5 pueblos imprescindibles en Córdoba

A continuación os enumeramos los cinco pueblos imprescindibles en Córdoba a nuestro juicio:

1. Montilla

Montilla, o la ciudad del vino, tiene unas de las mejores bodegas de toda Andalucía. Gracias a su vino con Denominación de Origen, las visitas a este municipio cordobés por los amantes de la enología están aseguradas. Otro imprescindible en Montilla es la visita a la Iglesia de Santiago. Y para comer, Las Camachas, un bar que sirve ‘los camachinos’, muy parecidos a los populares ‘san jacobos’. ¡Están buenísimos!

2. Cabra

En pleno Parque Natural de las Sierras Subbéticas se encuentra Cabra, un pueblo con gran patrimonio monumental (en su mayoría procedente del Barroco). En esta villa hay que visitar el Castillo Palacio de los Condes de Cabra, y el Museo del Instituto Aguilar y Eslava, uno de los centros de enseñanza más antiguos de España, con una interesante muestra de historia natural.

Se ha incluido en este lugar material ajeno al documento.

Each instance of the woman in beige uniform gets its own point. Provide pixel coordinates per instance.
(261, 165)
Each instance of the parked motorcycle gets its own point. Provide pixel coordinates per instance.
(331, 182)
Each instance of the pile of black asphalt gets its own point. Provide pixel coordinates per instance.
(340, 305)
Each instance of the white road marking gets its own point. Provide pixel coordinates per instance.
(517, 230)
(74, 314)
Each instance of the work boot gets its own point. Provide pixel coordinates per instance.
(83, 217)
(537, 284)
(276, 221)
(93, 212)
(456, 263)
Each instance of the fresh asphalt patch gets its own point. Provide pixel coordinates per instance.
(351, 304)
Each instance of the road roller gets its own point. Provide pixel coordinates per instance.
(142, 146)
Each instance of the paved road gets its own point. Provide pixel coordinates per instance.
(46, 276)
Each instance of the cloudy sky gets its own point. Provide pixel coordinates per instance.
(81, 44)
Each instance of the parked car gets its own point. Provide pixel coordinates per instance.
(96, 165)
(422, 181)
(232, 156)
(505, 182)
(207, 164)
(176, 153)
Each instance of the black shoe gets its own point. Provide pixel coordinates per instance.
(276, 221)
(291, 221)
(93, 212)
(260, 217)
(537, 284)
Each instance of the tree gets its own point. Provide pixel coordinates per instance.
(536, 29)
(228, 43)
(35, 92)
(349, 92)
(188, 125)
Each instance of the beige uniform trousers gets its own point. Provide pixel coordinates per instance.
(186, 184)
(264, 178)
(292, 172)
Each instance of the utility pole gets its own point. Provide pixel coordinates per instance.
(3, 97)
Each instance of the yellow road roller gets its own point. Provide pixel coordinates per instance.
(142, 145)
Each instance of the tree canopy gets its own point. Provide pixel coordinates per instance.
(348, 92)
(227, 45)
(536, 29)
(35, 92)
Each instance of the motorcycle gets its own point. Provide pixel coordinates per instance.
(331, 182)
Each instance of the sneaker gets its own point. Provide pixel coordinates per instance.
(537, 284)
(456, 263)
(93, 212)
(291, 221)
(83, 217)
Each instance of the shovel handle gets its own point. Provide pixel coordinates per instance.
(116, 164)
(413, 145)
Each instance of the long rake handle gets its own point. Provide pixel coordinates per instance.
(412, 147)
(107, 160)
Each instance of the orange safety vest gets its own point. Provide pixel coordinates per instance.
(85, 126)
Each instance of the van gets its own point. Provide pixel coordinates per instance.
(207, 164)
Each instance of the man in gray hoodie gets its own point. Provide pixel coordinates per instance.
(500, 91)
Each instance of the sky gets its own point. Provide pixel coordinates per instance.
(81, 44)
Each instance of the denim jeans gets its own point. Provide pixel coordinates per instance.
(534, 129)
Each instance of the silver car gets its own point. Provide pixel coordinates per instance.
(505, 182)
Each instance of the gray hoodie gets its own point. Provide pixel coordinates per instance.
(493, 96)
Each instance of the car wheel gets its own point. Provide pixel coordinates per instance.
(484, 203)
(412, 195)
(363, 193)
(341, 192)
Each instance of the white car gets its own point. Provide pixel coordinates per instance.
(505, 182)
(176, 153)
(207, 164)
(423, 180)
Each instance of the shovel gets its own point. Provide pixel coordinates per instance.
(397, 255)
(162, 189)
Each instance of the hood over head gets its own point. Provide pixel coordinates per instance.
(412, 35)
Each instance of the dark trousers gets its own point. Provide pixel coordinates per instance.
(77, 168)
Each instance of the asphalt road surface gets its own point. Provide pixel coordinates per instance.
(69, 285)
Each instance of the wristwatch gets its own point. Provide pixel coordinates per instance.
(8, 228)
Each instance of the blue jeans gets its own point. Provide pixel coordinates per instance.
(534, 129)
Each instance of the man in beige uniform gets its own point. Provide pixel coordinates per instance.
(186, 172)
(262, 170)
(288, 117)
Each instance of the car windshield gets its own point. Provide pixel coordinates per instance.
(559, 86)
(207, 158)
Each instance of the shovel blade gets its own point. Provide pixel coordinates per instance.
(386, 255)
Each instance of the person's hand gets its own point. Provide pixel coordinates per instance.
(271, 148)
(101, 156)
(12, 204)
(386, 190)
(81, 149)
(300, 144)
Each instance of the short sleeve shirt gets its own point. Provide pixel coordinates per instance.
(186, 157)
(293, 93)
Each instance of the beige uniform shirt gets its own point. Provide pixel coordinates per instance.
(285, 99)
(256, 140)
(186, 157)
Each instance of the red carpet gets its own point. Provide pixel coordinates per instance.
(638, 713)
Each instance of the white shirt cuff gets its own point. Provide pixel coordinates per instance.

Además si se visita en verano, en la Plaza Vieja se mantiene la tradición de freír y servir las patatas en el acto, como a la vieja usanza. También tenéis que probar algunos de sus platos típicos como los empedrados, los potajes, los gazpachos, las espinacas con garbanzos, las carnes y los adobos.

3. Priego de Córboba

Esta localidad de la Subbética cordobesa es cuna del barroco por sus innumerable patrimonio patrimonial. Además es conocida como la Ciudad del Agua debido a uno de sus monumentos más famosos: la Fuente del Rey, con 139 caños de inspiración barroca.

Hay que pasear por el barrio de la Villa, repleto de calles sinuosas, blancas y estrechas, de balcones llenos de flores, trazados a base de cal y piedra, ¡precioso!

Un sitio privilegiado para comer por sus vistas, que no por los precios, es el restaurante balcón del Adarve. Hay que pedir, por supuesto, el salmorejo y la hamburguesa de rabo de toro. ¡Exquisito!

4. Belalcázar

Este pintoresco pueblo cordobés esta custodiado por el Castillo Belalcázar, del mismo nombre que esta villa, muy imponente con sus 47 metros de altura. Además sus calles te transportarán al medievo. Otros imprescindibles son las visitas a la Fuente del Pilar  y la Parroquia Santiago el Mayor.

La comida de Belalcázar se basa, sobre todo, en los productos derivados del cerdo. También se hacen platos típicos como el ajo blanco, las cachorreñas, el ajo papa, el ajohuevo, los pies lampeados, el ajo de cardillos, gazpacho, ensaladilla, tortilla de espárragos trigueros… Un buen sitio para deleitarnos el paladar, es el restaurante la Bolera, donde el trato y la comida son estupendos.

5. Palma del Río

Entre el Guadalquivir y el Genil, se encuentra Palma del Río. Esta villa cuenta con centenas de naranjos por sus calles y hacen que huelan a azahar y su belleza se multiplique. Es un pueblo amurallado, que sin duda hay que conocer si se visita la provincia de Córdoba. Lo principal es pasear por sus calles y admirar la belleza de una ciudad marcada por la época medieval.

En el restaurante Monasterio de San Francisco se puede comer de lujo y probar el genuino gazpacho de habas y el lomo de cerdo relleno.